Balas de plata (15 page)

—Bobby —dijo Chey—, te presento a...

—No quiero que me lo presentes. Sabes muy bien lo que quiero —dijo Fenech.

Chey asintió y desenfundó el arma. Powell se encontraba a seis metros. Le apuntó a la cabeza.

—¿Chey? —preguntó Powell.

SEGUNDA PARTE

En la carretera de Yellowhead

Capítulo 21

La vida de la mayoría de los seres humanos cambia con mucha lentitud, con más lentitud que las estaciones. Los hay que nacen para la vida que vivirán y a duras penas se encuentran con algo que les obligue a cambiar. A Cheyenne Clark, el cambio la abordó en el lapso de treinta terribles segundos.

Sucedió cuando era más joven. Mucho más joven. Sucedió cierto día en el que iba en coche con su padre.

Fue al final de las vacaciones. Regresaban del Parque Nacional Jasper, donde su padre le había enseñado los glaciares. Habían ido ellos dos solos. Chey tenía vacaciones en el colegio y su padre se había quedado sin trabajo; aún no había encontrado otro, pero logró reunir el dinero suficiente para hacer la excursión de su vida. Su madre no había podía conseguir vacaciones, pero, a decir verdad, la habían visto aliviada cuando cargaron las maletas en el coche, gesticularon para decirle adiós y enfilaron la calle. Estaba muy contenta de pasar unos días con la casa entera a su disposición, sin tener que cuidar de ellos dos. Para Chey y su padre, había sido una oportunidad de intimar, algo que muy raramente habían podido hacer hasta entonces. El parque se encontraba a medio continente de su hogar e hicieron todo el camino hasta allí en el coche. Así tuvieron mucho tiempo para charlar y para rehacer los lazos que los unían.

En aquel verano, Chey empezó a pensar de verdad sobre cómo sería la vida adulta, y su padre había contestado a todas sus ridículas preguntas. Le había contado historias sobre su propia juventud en Estados Unidos y sobre el tiempo que había pasado en el ejército de aquel país; lo contaba como si hubiera estado en un campamento de verano del que no se podía marchar. A cambio, Chey se lo contó todo acerca de su vida, sobre la escuela y los amigos, y llegó a hablarle de su primer beso, con un sudoroso muchacho quebequés que la había llamado mademoiselle y que luego había ido presumiendo de haberle metido la mano debajo de la camiseta, aunque no fuera verdad.

Por lo que respecta al parque, había sido genial. Habían ido los dos en una motonieve grande como un autobús, y por la ventana habían visto una manada de ciervos. Permanecieron una semana en el parque, y aunque Chey hubiera pasado la primavera aguardando con temor el viaje, una vez hubo terminado se marchó con las ganas de quedarse allí un mes entero.

Su vida cambió durante el viaje de vuelta.

Era el 25 de julio de 1994 y Chey tenía doce años. Llevaban varios días en la carretera y el coche estaba lleno de restos de envoltorios de comida rápida y botellas de plástico vacías, y empezaba a oler. Su padre le había dejado poner un CD de Ace of Base y había admitido incluso que la música no estaba del todo mal. Había que elegir entre el CD y la radio, y en el Lejano Oeste sólo se oía música country y tertulias de pesca sobre hielo y hockey.

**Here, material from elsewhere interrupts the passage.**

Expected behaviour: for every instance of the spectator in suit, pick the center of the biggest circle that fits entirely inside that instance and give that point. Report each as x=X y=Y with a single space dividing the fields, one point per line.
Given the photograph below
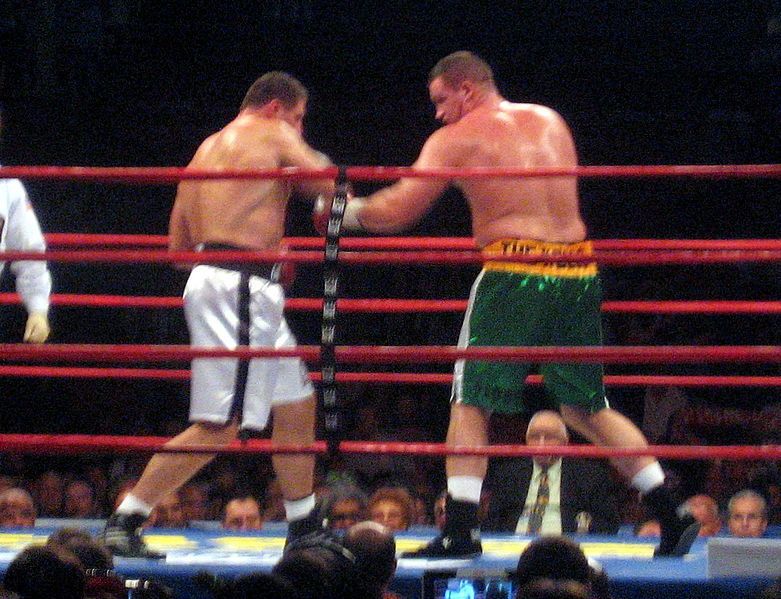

Su padre se había puesto la chaqueta Melton de color rojo que aún olía a cigarrillo, aunque hubiese dejado de fumar el año anterior. No se había afeitado en tres días y la barba incipiente le había oscurecido el rostro. En el futuro, Chey no iba a recordar casi nada de lo que habían hablado aquel día en el coche. Habían tenido tantas conversaciones largas y profundas, y estaban tan convencidos de que iban a tener muchas más —se hallaban a casi mil kilómetros de su hogar, y aún tendrían que pasar varias jornadas dentro del coche— que durante la mayor parte del día se encerraron en una especie de silencio cómplice, en el que sólo compartían de vez en cuando una media risa, y su padre, ocasionalmente, señalaba a través del parabrisas una bandada de ocas o un paisaje especialmente bello.

Con todo, Chey estaba convencida de haber sido la primera en ver al lobo.

—¡Eh, papá, mira eso! —dijo, y pegó el rostro a la ventana hasta que su aliento empañó el cristal. Su padre pisó el freno, tal vez porque pensó que la niña había visto algún obstáculo en la carretera. No habían terminado de frenar cuando el lobo saltó al asfalto y se arrojó contra el morro del coche.

Se oyó un golpe realmente fuerte cuando el metal se abolló con el impacto. Chey se deslizó hacia un lado sin levantarse del asiento y chilló al sentir que el coche se tambaleaba sobre sus neumáticos.

—Chsssst... cariño... —le dijo su padre—. Chssst... —Su mano grande y peluda la agarró por el mentón para sujetarla. Puede ser que, en realidad, hubiese querido agarrarla por el hombro, pero sus ojos no se apartaban del animal que tenían enfrente.

El sol se había puesto, pero unos últimos destellos de color anaranjado se divisaban todavía en el horizonte. La luna había salido: era el inicio del cuarto creciente. A lo lejos, las montañas se transformaban poco a poco en siluetas. La noche las había cubierto ya. El lobo se sentó en la carretera, frente al coche, con la cabeza vuelta hacia un lado, sin moverse en absoluto.

Chey respiró pesadamente. Tenía mucho miedo.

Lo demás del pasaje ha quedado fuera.